Substitute $x=\frac{7}{2}$ into $y=x+3$ to find the value of $y$

$\begin{array}{rcl}y& =& \frac{7}{2}+3\\ y& =& \frac{7+6}{2}\\ y& =& \frac{13}{2}\end{array}$

Step 3: Find the second set of coordinates.

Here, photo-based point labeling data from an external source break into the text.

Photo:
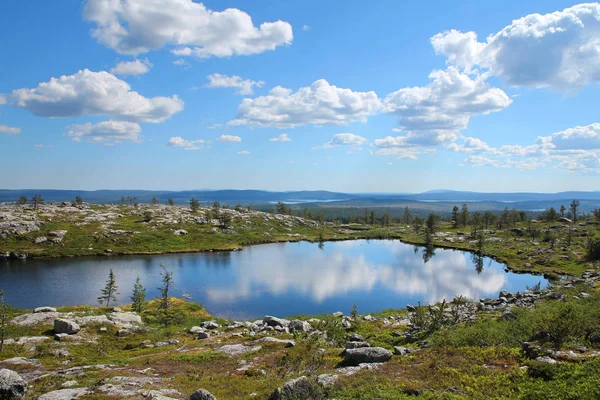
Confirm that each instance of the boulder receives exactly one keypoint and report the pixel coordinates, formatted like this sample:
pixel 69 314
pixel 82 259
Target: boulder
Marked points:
pixel 65 326
pixel 12 386
pixel 202 394
pixel 125 319
pixel 366 355
pixel 299 388
pixel 65 394
pixel 299 326
pixel 44 309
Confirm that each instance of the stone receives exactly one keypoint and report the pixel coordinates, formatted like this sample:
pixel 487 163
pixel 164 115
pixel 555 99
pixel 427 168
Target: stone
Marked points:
pixel 237 349
pixel 65 326
pixel 299 388
pixel 45 318
pixel 357 345
pixel 65 394
pixel 125 319
pixel 12 386
pixel 402 351
pixel 327 380
pixel 202 394
pixel 299 326
pixel 44 309
pixel 274 321
pixel 366 355
pixel 269 339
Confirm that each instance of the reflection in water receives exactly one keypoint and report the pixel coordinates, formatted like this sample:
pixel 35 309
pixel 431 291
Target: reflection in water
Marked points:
pixel 280 279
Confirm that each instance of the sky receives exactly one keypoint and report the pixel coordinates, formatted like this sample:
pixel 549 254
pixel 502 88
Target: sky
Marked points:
pixel 348 96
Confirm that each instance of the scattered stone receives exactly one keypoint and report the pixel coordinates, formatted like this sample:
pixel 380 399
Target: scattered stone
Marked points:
pixel 202 394
pixel 66 326
pixel 366 355
pixel 237 349
pixel 327 380
pixel 65 394
pixel 12 386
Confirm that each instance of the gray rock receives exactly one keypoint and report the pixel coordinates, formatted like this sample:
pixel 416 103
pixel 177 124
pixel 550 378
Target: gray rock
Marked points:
pixel 46 318
pixel 202 394
pixel 366 355
pixel 274 321
pixel 299 388
pixel 66 326
pixel 126 319
pixel 327 380
pixel 357 345
pixel 65 394
pixel 402 351
pixel 236 349
pixel 299 326
pixel 44 309
pixel 12 386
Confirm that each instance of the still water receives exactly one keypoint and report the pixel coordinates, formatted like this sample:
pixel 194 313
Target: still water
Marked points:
pixel 277 279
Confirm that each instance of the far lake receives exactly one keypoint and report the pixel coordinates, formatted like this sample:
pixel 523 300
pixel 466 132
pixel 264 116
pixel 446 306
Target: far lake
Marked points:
pixel 280 279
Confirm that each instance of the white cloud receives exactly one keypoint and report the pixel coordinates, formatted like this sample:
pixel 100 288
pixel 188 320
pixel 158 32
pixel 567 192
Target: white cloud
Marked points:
pixel 480 161
pixel 88 93
pixel 434 114
pixel 343 139
pixel 9 130
pixel 135 67
pixel 558 50
pixel 473 145
pixel 318 104
pixel 107 132
pixel 281 138
pixel 229 138
pixel 138 26
pixel 243 86
pixel 178 141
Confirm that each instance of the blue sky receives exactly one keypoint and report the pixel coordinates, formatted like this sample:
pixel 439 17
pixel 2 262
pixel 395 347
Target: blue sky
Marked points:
pixel 379 97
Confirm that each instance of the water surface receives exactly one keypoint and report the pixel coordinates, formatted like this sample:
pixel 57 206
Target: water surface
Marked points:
pixel 279 279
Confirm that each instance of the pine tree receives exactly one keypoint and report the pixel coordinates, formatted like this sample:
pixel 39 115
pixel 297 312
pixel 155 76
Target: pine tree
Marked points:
pixel 110 290
pixel 138 298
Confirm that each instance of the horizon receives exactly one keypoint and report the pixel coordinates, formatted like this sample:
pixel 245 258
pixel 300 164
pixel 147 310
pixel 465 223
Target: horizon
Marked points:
pixel 495 98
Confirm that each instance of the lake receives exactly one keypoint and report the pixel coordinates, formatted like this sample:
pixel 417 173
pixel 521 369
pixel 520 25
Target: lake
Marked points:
pixel 279 279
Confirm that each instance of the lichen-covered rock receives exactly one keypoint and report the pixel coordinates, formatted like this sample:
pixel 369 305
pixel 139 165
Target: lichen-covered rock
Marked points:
pixel 12 386
pixel 202 394
pixel 66 326
pixel 366 355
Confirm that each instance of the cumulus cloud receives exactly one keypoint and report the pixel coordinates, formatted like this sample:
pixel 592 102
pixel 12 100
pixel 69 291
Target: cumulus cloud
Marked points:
pixel 343 139
pixel 318 104
pixel 434 114
pixel 178 141
pixel 229 138
pixel 135 67
pixel 558 50
pixel 9 130
pixel 243 86
pixel 281 138
pixel 189 28
pixel 107 132
pixel 88 93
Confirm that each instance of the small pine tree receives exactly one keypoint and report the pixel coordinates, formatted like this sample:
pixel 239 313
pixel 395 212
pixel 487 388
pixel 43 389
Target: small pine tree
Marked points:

Use the equation $3x+y=-3$.

Substituting the given equation $y=x+3$ into $3x+y=-3$, we get

$\Rightarrow \begin{array}{rcl}3x+\left(x+3\right)& =& -3\end{array}$

$\begin{array}{rcl}& \Rightarrow & 4x+3=-3\end{array}$

$\begin{array}{rcl}& \Rightarrow & 4x=-6\end{array}$

$\begin{array}{rcl}\therefore x& =& -\frac{3}{2}\end{array}$

Substitute $x=-\frac{3}{2}$ into $y=x+3$ to find the value of $y$

$\begin{array}{rcl}y& =& -\frac{3}{2}+3\\ y& =& \frac{-3+6}{2}\\ y& =& \frac{3}{2}\end{array}$

The obtained values of $x$ and $y$ represents two possible points $\left(\frac{7}{2},\frac{13}{2}\right)$ or $\left(-\frac{3}{2},\frac{3}{2}\right)$.

Final Answer:

Hence, the required coordinates of the third vertex is either $\left(\frac{7}{2},\frac{13}{2}\right)$ or $\left(-\frac{3}{2},\frac{3}{2}\right)$.